0. Warmup: Run Hello World directly

Let's demonstrate this with a simple command that we run directly in the terminal, to show what it does before we wrap it in Nextflow.

0.1. Make the terminal say hello

echo 'Hello World!'

This outputs the text 'Hello World' to the terminal.

Output
Hello World!

0.2. Now make it write the text output to a file

echo 'Hello World!' > output.txt

This does not output anything to the terminal.

Output

0.3. Show the file contents

cat output.txt

The text 'Hello World' is now in the output file we specified.

output.txt
Hello World!

Tip

In the training environment, you can also find the output file in the file explorer, and view its contents by clicking on it. Alternatively, you can use the code command to open the file for viewing.

code output.txt

Takeaway

You now know how to run a simple command in the terminal that outputs some text, and optionally, how to make it write the output to a file.

What's next?

Find out what that would look like written as a Nextflow workflow.


1. Examine the Hello World workflow starter script

As mentioned in the orientation, we provide you with a fully functional if minimalist workflow script named hello-world.nf that does the same thing as before (write out 'Hello World!') but with Nextflow.

To get you started, we'll first open up the workflow script so you can get a sense of how it's structured.

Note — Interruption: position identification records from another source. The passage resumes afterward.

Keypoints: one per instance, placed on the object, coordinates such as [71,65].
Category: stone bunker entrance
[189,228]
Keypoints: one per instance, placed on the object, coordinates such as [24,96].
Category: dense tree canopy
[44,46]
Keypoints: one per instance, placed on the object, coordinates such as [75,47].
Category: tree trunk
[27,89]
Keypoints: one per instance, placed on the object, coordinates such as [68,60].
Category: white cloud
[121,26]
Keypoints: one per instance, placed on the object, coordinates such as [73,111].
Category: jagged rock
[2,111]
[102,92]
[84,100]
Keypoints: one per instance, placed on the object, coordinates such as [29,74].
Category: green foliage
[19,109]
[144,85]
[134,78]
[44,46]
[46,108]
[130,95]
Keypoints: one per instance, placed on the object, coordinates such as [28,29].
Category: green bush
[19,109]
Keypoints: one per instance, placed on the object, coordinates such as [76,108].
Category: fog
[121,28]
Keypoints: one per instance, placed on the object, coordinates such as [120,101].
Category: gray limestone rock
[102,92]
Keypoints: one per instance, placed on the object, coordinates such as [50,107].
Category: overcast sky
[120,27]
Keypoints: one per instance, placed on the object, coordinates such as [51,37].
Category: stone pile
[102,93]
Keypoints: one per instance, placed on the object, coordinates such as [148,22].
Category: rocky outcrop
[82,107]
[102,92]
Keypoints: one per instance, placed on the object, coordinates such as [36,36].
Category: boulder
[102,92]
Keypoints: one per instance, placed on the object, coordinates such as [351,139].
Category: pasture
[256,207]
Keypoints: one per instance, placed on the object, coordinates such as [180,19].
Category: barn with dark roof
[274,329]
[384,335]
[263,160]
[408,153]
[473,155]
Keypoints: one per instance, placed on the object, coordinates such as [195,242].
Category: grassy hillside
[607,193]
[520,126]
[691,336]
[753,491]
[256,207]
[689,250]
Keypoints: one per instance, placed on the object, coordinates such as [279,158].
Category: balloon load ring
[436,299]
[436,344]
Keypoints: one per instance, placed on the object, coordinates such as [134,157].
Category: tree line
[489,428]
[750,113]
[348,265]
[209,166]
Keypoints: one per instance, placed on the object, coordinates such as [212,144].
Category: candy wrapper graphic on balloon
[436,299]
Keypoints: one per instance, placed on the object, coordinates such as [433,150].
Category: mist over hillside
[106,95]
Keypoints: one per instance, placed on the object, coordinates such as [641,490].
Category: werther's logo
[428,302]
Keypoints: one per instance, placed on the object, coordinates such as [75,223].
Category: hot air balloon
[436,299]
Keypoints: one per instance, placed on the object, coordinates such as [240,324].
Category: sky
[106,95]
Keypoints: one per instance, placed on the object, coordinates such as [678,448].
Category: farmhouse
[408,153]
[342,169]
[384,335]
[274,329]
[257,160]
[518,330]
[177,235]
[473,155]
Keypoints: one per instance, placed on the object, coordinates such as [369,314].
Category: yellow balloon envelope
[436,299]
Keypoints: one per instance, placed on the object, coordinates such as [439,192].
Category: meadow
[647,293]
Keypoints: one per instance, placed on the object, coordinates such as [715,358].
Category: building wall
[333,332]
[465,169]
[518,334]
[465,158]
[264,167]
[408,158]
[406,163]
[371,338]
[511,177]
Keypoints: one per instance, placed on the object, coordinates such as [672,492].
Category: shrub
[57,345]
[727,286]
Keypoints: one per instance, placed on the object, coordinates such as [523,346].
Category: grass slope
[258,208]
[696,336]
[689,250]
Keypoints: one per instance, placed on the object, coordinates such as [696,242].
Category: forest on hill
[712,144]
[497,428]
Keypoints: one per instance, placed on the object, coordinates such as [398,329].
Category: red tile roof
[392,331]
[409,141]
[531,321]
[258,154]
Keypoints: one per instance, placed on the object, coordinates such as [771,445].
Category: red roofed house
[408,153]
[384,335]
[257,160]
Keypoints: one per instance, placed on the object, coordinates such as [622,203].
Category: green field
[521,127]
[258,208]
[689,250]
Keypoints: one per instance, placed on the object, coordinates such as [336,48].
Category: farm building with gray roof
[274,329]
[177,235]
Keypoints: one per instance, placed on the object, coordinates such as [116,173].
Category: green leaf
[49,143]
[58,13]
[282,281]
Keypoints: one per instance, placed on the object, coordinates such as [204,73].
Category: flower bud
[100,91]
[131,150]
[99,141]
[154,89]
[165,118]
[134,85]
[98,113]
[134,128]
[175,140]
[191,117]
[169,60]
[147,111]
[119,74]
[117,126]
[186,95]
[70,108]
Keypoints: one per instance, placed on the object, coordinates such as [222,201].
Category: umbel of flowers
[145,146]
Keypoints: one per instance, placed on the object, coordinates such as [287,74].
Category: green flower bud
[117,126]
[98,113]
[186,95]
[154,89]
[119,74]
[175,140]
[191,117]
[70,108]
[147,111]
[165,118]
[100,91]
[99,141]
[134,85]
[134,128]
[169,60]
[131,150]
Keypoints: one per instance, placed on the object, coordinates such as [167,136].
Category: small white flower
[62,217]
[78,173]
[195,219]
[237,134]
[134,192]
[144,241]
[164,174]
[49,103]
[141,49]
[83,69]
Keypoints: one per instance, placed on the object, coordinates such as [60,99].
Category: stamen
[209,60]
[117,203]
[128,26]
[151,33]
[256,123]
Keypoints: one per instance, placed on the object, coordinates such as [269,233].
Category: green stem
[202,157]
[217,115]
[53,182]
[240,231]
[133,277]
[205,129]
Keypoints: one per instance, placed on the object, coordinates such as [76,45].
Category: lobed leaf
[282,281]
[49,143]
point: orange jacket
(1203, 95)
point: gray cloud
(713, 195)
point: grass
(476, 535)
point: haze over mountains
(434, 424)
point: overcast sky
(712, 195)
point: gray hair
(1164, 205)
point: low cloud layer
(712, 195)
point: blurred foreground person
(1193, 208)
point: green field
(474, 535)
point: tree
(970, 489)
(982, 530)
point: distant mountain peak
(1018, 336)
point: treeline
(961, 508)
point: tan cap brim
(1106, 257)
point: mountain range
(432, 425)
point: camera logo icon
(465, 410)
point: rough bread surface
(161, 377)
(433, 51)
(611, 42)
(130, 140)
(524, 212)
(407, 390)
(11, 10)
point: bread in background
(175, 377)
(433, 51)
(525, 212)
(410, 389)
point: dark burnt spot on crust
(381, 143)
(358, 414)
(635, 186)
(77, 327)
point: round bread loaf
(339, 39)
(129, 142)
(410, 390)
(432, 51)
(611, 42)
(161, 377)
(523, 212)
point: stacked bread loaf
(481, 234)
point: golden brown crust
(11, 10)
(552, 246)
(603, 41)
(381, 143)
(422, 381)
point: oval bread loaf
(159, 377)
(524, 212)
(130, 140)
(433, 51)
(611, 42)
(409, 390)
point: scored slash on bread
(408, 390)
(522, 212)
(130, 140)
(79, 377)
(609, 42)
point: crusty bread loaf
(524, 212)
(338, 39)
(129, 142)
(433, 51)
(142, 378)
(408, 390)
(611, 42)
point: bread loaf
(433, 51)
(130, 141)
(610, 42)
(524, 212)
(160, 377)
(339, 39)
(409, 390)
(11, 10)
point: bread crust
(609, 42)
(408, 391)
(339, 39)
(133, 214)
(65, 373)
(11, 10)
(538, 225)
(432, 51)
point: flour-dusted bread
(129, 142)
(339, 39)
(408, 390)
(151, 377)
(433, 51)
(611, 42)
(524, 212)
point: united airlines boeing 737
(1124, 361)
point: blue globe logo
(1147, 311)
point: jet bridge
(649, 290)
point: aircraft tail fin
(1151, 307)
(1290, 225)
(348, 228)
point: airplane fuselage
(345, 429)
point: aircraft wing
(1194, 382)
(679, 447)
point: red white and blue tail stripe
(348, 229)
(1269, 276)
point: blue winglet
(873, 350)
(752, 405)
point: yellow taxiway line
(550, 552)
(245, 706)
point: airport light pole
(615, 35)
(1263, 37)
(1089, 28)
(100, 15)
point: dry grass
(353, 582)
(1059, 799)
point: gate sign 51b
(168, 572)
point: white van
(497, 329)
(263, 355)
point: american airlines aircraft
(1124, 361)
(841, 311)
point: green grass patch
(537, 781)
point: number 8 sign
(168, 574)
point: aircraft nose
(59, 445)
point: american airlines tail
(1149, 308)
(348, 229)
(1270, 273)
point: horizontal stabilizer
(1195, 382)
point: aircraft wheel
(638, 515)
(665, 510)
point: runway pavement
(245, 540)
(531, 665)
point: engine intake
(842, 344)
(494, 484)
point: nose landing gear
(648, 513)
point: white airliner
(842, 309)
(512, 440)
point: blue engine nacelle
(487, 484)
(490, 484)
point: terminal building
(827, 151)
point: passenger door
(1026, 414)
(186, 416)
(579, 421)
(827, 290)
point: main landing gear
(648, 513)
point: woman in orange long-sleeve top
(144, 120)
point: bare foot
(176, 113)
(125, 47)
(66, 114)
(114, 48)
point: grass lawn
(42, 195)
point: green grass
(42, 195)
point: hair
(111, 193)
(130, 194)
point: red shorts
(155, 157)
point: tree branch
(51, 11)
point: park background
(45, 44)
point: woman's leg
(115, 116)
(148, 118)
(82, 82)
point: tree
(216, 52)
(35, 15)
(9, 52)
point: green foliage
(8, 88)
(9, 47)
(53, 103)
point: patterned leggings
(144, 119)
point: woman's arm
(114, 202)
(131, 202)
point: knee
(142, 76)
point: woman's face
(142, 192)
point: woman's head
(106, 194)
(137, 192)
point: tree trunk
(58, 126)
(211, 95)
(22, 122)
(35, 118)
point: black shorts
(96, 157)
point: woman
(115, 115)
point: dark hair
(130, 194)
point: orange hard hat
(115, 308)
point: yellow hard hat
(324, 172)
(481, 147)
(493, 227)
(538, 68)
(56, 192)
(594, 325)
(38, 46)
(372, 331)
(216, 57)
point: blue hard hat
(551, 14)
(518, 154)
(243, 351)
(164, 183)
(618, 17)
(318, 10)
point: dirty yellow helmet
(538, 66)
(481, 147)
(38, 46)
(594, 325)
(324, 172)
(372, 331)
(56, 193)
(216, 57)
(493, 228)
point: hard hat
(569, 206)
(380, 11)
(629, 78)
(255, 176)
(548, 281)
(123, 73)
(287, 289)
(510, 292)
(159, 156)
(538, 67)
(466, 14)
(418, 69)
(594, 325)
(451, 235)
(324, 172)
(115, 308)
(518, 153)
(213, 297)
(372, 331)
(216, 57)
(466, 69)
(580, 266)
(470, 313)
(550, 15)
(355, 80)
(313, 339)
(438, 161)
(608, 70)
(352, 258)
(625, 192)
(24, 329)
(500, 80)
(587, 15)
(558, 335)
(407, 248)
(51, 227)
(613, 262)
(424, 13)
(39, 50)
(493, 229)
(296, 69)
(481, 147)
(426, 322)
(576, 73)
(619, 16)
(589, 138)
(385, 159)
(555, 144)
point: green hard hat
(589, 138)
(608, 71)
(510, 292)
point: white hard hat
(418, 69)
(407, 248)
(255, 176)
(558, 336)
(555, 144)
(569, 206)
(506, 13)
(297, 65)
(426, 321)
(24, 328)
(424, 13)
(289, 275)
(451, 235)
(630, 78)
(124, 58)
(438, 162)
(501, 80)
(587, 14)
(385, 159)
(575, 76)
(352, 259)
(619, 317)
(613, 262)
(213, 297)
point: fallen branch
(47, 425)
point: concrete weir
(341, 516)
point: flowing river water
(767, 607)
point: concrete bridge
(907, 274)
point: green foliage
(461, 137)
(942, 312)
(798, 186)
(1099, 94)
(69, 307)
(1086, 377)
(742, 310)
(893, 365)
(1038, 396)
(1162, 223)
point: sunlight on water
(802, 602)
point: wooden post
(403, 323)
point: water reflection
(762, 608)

1.1. Examine the overall code structure

Let's open the hello-world.nf script in the editor pane.

Note

The file is in the hello-nextflow directory, which should be your current working directory. You can either click on the file in the file explorer, or type ls in the terminal and Cmd+Click (MacOS) or Ctrl+Click (PC) on the file to open it.

hello-world.nf
#!/usr/bin/env nextflow

/*
 * Use echo to print 'Hello World!' to a file
 */
process sayHello {

    output:
        path 'output.txt'

    script:
    """
    echo 'Hello World!' > output.txt
    """
}

workflow {

    // emit a greeting
    sayHello()
}

As you can see, a Nextflow script involves two main types of core components: one or more processes, and the workflow itself. Each process describes what operation(s) the corresponding step in the pipeline should accomplish, while the workflow describes the dataflow logic that connects the various steps.

Let's take a closer look at the process block first, then we'll look at the workflow block.

1.2 The process definition

The first block of code describes a process. The process definition starts with the keyword process, followed by the process name and finally the process body delimited by curly braces. The process body must contain a script block which specifies the command to run, which can be anything you would be able to run in a command line terminal.

Here we have a process called sayHello that writes its output to a file named output.txt.

hello-world.nf
/*
 * Use echo to print 'Hello World!' to a file
 */
process sayHello {

    output:
        path 'output.txt'

    script:
    """
    echo 'Hello World!' > output.txt
    """
}

This a very minimal process definition that just contains an output definition and the script to execute.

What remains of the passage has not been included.